England and the United States differ in their approaches to improving cardiac care

The United States and England have different quality improvement (QI) strategies for improving care for coronary heart disease, the leading cause of death in both countries. The strong base of health services research and local QI efforts in the United States afford many opportunities to evaluate the effectiveness of various QI strategies for improving cardiac care. However, the United States lacks comprehensive national standards and monitoring systems to determine whether cardiac care is actually improving. In contrast, national and regional standards for cardiac care have been implemented more rapidly in England, but evaluative mechanisms are still under development, according to a recent study.

John Z. Ayanian, M.D., of Harvard Medical School, and Thomas J. Quinn, a registered nurse specializing in cardiac care, of the U.K. Department of Health, reviewed and compared key QI strategies in both countries. Their review, which was supported by the Agency for Healthcare Research and Quality (HS08071 and HS09718), revealed that compliance with coronary care clinical guidelines is mandatory in England but only voluntary in the United States.
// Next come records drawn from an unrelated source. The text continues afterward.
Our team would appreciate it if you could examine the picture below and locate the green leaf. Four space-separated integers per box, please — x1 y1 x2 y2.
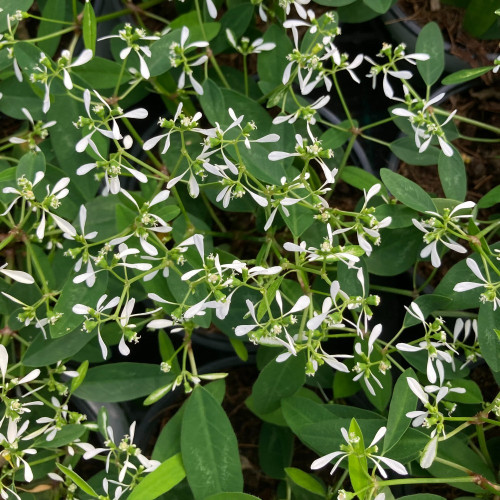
82 0 97 54
0 0 34 33
204 491 260 500
50 273 108 339
375 204 418 230
279 203 314 238
366 228 422 276
71 57 133 89
128 453 186 500
403 294 451 328
245 395 287 427
354 341 392 412
158 330 181 375
281 396 385 456
434 243 500 311
476 302 500 372
383 368 417 454
257 24 293 89
438 146 467 201
347 418 371 500
385 427 429 463
170 10 221 41
415 21 444 86
341 166 387 196
56 462 99 498
37 0 70 57
151 402 187 461
14 42 42 77
259 422 293 479
252 353 306 413
477 186 500 208
181 386 243 500
33 424 87 449
75 362 173 403
441 66 493 85
363 0 394 14
464 0 499 38
46 95 100 199
320 120 358 148
142 382 174 406
148 28 181 77
23 329 97 367
444 379 484 405
229 338 248 361
0 77 44 120
380 168 436 212
285 467 326 497
399 493 445 500
199 78 226 126
333 363 361 399
70 359 89 394
210 3 254 54
16 151 45 186
389 137 440 165
316 0 356 7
National standards for cardiac care are a much more prominent QI strategy in England due to the centralized nature of health care funding and planning in the British National Health Service. Without a national health system, the United States has neither the political mandate nor the mechanisms to implement national standards for cardiac care.

In the market-based U.S. system, quality reports are viewed as more acceptable than standards to promote consumer choice and provider accountability. Statewide public release of performance reports on physicians and hospitals have focused on coronary heart disease mortality and have stimulated internal efforts by hospitals to improve quality. In England, public performance reports for CHD have been more limited, but their role is likely to increase. Benchmarking, local physician opinion leaders, and physician financial incentives are promising tools to improve quality of cardiac care in the United States and England.

More details are in "Quality of care for coronary heart disease in two countries," by Dr. Ayanian and Mr. Quinn, in the May 2001 Health Affairs 20(3), pp. 55-67.